I smirked when she admitted he once left her waiting in the rain for four hours, returning with salt water still clinging to his coat.

Every confession was a chess move, deliberate, tilting the board further.

Finally, I reached for my phone. Pressed play.

The distorted voice filled the air, low and mechanical:

"Ask Dan who he first kissed on the yacht…"

The words slithered into the room, chilling even the silence after.

Kate's eyes narrowed, but not at the message. A wrinkle carved itself between her brows.

"You hear that?" she whispered.

I frowned, replaying it.

She leaned closer, her ear tilting toward the speaker. "There. Underneath. A ship horn. And laughter."

I strained. And then I caught it, faint, buried in static. A man's laugh.

Not Dan's.

Deeper. Older. Rougher.

A cold pulse slid down my spine.

Another player.

The Uneasy Pact

The room grew smaller with every breath.

"We watch him," Kate said finally. Her voice steadier than her hands. "Separately. We compare notes in a week."

I folded my arms tighter. "Fine. But if I catch you playing me"

Her chin lifted. "If I catch you playing me"

We didn't finish. We didn't need to.

Her eyes held mine like the reflection in a blade: cold, sharp, a promise of blood.

Inside, my thoughts whispered: I'll keep her close. Close enough to cut if I have to.

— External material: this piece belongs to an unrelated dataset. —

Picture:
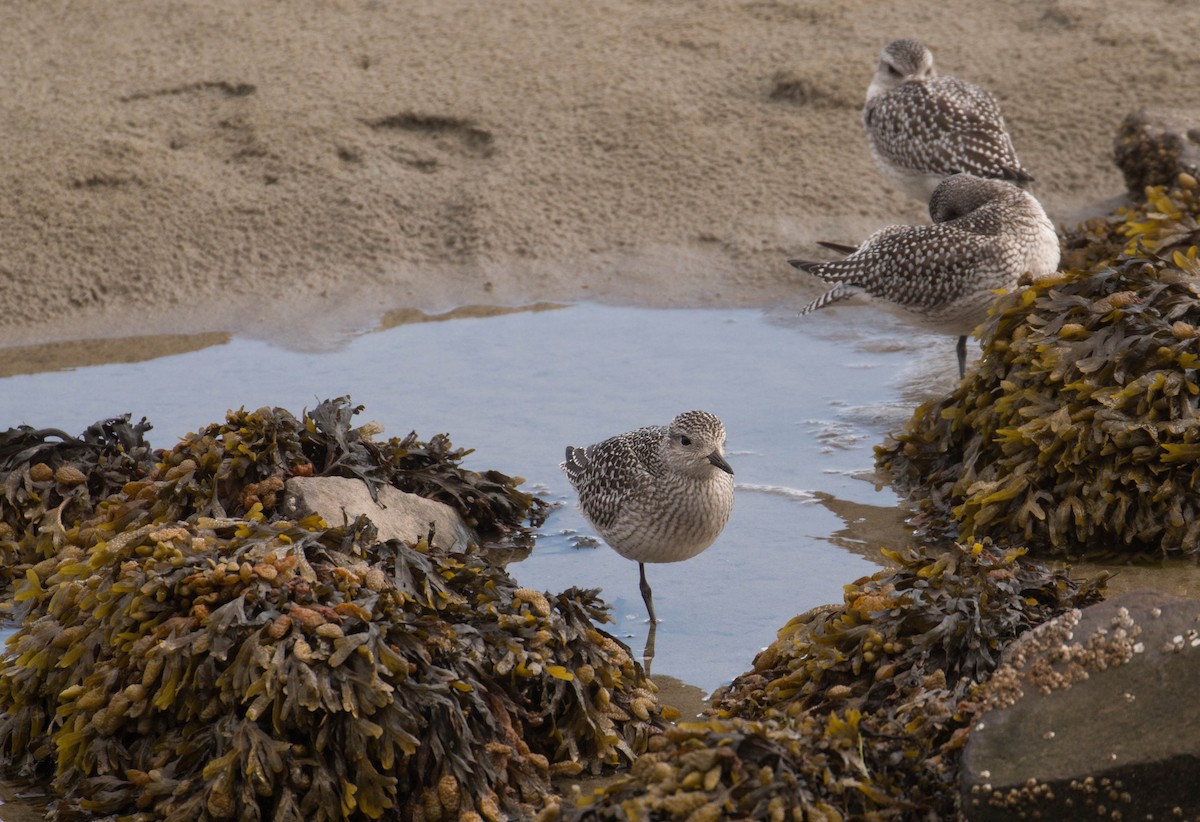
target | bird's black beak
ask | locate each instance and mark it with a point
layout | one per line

And I was certain she thought the same.

The silence between us wasn't agreement. It was a contract written in mistrust.

Kate

When I finally rose to leave, she walked me to the door but didn't open it.

Her stare drilled into me, weighing every step, as if memorizing my back for the day it would become her target.

I almost laughed. Because I was memorizing hers too.

The hallway swallowed me as I stepped out. The door shut behind me with the soft click of a trigger pulled but not fired.

My heels echoed in the empty corridor, each step a reminder: Prestige wasn't an ally. She was the enemy I needed to keep alive for now.

Mystery Third Party

Across the street, a man leaned against a lamppost, collar turned up, a cigarette glowing faintly in his hand.

The smoke curled upward, dissolving into the London fog.

Through the glass, he had seen everything. The door opening. Kate entering. The shadows pacing inside. Then Kate leaving, shoulders stiff, head held too high for someone who had just survived a knife-fight without knives.

He smiled, not with warmth, but with recognition.

They were right where he wanted them.

He flicked ash onto the wet pavement and murmured to no one:

"Good girls. Dance a little longer. You'll both hang yourselves before the week is out."